Just a few years ago, Mozambique was the darling of the foreign investment scene. The civil war had ended in 1992, offshore natural gas had been discovered in 2012, and democratic elections had become the norm.
The country looked set to become Africa’s boom nation. Instead, it has become a cautionary story of how foreign aid and indigenous corruption have combined to undermine Africa’s future.
Back in 2005, under its former president Joaquim Chissano, Mozambique secured billions of dollars worth of debt relief from international organisations, ultimately funded by the Western taxpayer.
Yet the country – which despite its high growth rate and enormous new oil projects is still one of the world’s poorest – was still heavily dependent on foreign aid. This, however, had shifted from project aid, under which foreign donors pay for particular projects, to direct budgetary support.

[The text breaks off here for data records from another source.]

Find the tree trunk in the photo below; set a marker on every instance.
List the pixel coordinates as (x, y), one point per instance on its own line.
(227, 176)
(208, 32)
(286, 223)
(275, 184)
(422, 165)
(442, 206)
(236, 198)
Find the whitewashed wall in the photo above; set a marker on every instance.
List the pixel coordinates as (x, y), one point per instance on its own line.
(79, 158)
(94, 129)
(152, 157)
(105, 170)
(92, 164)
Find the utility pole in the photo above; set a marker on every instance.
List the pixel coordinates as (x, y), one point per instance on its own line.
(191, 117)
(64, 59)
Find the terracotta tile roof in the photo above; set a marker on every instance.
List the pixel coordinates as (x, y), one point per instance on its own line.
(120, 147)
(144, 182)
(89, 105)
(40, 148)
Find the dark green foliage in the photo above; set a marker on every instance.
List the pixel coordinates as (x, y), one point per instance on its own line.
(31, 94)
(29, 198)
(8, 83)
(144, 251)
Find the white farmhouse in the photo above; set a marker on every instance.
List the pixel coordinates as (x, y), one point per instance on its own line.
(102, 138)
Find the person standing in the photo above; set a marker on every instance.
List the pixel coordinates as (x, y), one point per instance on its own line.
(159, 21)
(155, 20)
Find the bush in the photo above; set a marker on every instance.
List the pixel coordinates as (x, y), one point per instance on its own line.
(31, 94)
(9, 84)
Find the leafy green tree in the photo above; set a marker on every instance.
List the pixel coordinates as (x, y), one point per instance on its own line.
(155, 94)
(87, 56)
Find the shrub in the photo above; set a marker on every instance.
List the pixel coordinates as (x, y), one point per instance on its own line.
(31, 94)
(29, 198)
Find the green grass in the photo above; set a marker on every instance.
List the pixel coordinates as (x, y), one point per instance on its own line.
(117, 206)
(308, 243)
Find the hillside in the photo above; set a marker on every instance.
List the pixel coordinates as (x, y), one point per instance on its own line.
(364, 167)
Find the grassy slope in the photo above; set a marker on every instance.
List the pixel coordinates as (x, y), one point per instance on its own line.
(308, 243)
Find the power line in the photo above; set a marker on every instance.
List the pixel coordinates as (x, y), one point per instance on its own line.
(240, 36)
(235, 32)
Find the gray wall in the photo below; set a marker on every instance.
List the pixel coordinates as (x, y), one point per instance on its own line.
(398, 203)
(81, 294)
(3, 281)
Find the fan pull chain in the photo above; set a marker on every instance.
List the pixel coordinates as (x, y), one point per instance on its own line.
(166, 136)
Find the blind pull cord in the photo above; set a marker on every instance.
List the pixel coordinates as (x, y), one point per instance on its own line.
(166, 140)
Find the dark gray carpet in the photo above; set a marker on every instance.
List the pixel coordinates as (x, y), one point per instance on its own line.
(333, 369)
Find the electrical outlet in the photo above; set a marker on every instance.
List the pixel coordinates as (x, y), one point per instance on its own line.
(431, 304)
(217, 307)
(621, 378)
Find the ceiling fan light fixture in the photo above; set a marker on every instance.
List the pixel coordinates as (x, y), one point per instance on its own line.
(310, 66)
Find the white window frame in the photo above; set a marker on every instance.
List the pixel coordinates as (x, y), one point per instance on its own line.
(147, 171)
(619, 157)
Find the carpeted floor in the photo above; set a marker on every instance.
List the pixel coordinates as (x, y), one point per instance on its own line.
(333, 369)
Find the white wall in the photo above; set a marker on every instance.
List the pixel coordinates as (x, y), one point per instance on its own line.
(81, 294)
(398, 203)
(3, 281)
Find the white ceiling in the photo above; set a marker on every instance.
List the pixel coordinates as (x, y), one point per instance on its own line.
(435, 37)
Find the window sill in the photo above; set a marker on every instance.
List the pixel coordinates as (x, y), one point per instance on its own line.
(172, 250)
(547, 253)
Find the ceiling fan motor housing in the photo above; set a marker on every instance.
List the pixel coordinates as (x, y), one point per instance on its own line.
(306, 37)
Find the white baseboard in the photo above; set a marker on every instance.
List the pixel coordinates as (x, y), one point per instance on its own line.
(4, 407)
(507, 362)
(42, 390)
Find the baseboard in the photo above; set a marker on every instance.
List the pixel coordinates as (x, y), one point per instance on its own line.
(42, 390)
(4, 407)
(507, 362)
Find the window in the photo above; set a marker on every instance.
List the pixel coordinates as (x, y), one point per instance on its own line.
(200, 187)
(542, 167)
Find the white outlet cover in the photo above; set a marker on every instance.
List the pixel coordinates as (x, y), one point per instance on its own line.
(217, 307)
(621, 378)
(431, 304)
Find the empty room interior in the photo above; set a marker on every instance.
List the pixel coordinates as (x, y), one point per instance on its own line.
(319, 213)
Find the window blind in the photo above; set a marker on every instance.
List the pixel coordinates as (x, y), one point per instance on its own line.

The idea was that by giving the money to the state, Mozambique could build up a functioning public sector rather than relying on programmes implemented by outsiders. This freedom, it was argued, would lead to increased government ownership of the development process, and an increased commitment to poverty alleviation.
The first serious alarm bell rang in 2013, when it was revealed that a tuna fishing company called Ematum had been given an $850 million loan to finance a new fishing fleet. This was peculiar, because the government had just awarded exclusive fishing rights to Oceanfresh, a company which runs tuna trawlers, for the next five years. It subsequently emerged that Ematum had connections to the state’s security and intelligence services – and that at least part of the money was used to purchase arms.
Soon enough, the scheme collapsed. Ematum’s non-existent income could not service the $850 million debt. Since that debt had been backed by the state, the state ended up paying the price. Or rather, it couldn’t: in January, Mozambique defaulted on the government “tuna bonds” and last week the government missed a $119.2 million payment due on another loan, the second major default in as many months.
At the request of the IMF, Kroll Inc. is currently carrying out a financial audit on Mozambique, paid for by Sweden – or rather on three hastily created Mozambican companies, ProIndicus, Ematum and MAM (Mozambique Asset Management), which took out loans from European banks (Credit Suisse and VTB) amounting to over $2 billion and placed them under Mozambique state guarantee. The audit will determine how and when the IMF and Western donors resume their lending – whether the country as a whole goes bankrupt or receives another comprehensive debt cancellation.
There are obviously huge questions to answer within Mozambique’s government about the nature of the loans, and the secrecy with which they were arranged. But there are equally huge questions for the international community – and in particular the IMF – to confront.
International aid, and debt relief, is not meant to give countries the fiscal leeway to take on commercial debt via international banks. And indeed there are conditions attached to such funds: for example, the recipient nation must be prudent in project selection and debt acquisitions, and must use any funds saved for poverty reduction.
These are all laudable aims – but they are rarely enforced. Even though Mozambique breached what meagre conditions were attached to the money, the IMF and World Bank continued a steady flow of aid for another three years after the Ematum loan was discovered. The IMF’s Africa Director claimed that he could only rely on information given by the Mozambican government – and its debt report showed no loan.
Such procedures are grossly inadequate. Who is being vigilant about how the money – our money – is spent? Where is the punitive action?
Eventually, the IMF called a halt to Mozambican aid in April 2016. But the intention is self-evidently that aid would resume at the audit’s conclusion on 28th April 2017.
A policy of gentle encouragement and the occasional stern warning is simply not good enough. It is time the IMF stopped playing with taxpayers’ money and wrapped it in some legally effective policy instruments. An example would be: “No government within the Heavily Indebted Poor Countries programme may take on any debt obligation, directly or indirectly, without legal endorsement by the IMF”. If this is deemed a too great an infringement of national sovereignty, the government can always decline the aid, or stick to private finance.
Unfortunately, the IMF operates via friendly nudge rather than legal requirement – and is seemingly blind to the likely effects of granting financial freedom to government officials with no proper scrutiny, domestic or international.
Default or no default, there is hope for Mozambique. The Rovuma offshore gas field holds the equivalent of the entire gas reserves of Nigeria, and its development constitutes the largest investment of its kind in sub-Saharan Africa, at $100 billion. When LNG production gets going, Standard Bank estimates that it could stoke a nine-fold increase in the economy by 2035.
But the discovery of natural gas was a stroke of luck for an otherwise beleaguered state, beset by chronic poverty made worse by a ruling elite on the make. The IMF and World Bank had a unique opportunity to use international funds to help forge a path towards accountability, transparency and financial security. Unfortunately, their wanton naiveté meant that corruption won the day. The price is being paid by the donor nations, and worse, by Mozambicans themselves.